Haaretz reported that Israel’s Civil Administration had not examined the alleged proof of purchase before the homes were erected, and one source said the administration hadn’t even confirmed that the lot the homes were built on was the same one ostensibly purchased.
Still, the Palestinians who own the land continue to be prevented from cultivating it and, in addition to fighting for access to it, also face suspicion from their community over the Israeli claim to their lands.
“These cases cause so much discord within the communities, because people start to doubt their neighbours and wonder: ‘Did they really sell their land, sell our homeland, to the settlers?’” Saleh said.
“It can take years, decades as you have seen, to set the record straight. And in the meantime, people can get ostracised and excommunicated if the community thinks that they sold their lands to the Israelis.”
‘They have the whole system on their side’
Just south of Gush Etzion, Abu Srour and his family fear they could be facing a similarly drawn-out battle to remain on their land. While settlers and soldiers are now using intimidation and violence to stake their claim, he worries that backdoor routes and fraud used to purchase other property could be put to use in the attempt to takeover his house.
“We know that we were meticulous in our purchase of this house, and made sure to leave no loopholes for something like this to happen,” he said.
“But these are settlers. They have the occupation soldiers, courts, and politicians in their pockets. They have the whole system on their side.”

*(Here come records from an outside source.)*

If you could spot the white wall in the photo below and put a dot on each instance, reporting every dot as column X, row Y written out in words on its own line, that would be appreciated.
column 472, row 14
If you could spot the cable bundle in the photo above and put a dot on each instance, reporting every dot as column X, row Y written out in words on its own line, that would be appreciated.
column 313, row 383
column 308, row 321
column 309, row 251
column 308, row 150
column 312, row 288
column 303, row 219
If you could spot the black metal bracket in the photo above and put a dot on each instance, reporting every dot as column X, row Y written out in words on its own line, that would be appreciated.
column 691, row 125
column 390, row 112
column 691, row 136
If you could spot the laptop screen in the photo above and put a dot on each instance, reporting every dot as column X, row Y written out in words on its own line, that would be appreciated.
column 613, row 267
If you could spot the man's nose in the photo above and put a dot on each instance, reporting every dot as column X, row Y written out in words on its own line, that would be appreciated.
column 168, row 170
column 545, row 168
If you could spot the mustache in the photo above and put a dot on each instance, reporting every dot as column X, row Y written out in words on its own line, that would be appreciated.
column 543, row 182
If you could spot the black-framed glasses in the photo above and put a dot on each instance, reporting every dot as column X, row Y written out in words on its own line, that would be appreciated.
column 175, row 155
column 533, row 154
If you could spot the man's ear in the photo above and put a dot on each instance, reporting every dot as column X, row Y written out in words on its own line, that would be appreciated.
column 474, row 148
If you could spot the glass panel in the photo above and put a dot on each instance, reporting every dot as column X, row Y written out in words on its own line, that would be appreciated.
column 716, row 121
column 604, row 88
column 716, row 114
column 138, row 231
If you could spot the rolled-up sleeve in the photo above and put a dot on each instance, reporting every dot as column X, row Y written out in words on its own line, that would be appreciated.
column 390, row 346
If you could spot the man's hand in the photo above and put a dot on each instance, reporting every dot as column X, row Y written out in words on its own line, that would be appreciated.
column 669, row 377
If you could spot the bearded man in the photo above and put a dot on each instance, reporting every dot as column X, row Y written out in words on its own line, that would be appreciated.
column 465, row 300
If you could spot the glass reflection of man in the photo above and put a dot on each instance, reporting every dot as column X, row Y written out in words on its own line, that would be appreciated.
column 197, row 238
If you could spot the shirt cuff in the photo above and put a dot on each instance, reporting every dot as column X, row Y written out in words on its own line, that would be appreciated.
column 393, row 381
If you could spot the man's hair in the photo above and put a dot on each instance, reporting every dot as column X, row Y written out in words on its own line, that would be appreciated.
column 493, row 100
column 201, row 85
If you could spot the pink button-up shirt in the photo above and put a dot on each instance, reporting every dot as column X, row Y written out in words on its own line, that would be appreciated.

Five months before the settlers arrived with the soldiers in February, he said that the man he regards as the head of the group of settlers – who he thinks is a former intelligence officer – called him to say he wanted to buy the house.
He said he would pay anything for it. Abu Srour refused the offer.
“There was some fear at the time that if the settlers managed to deceive their way into buying Beit al-Baraka, they could forge some documents and try to claim our house along with it,” Abu Srour says.
“When they want something, they will exhaust every means – legal and illegal – to take the land from the Palestinians.”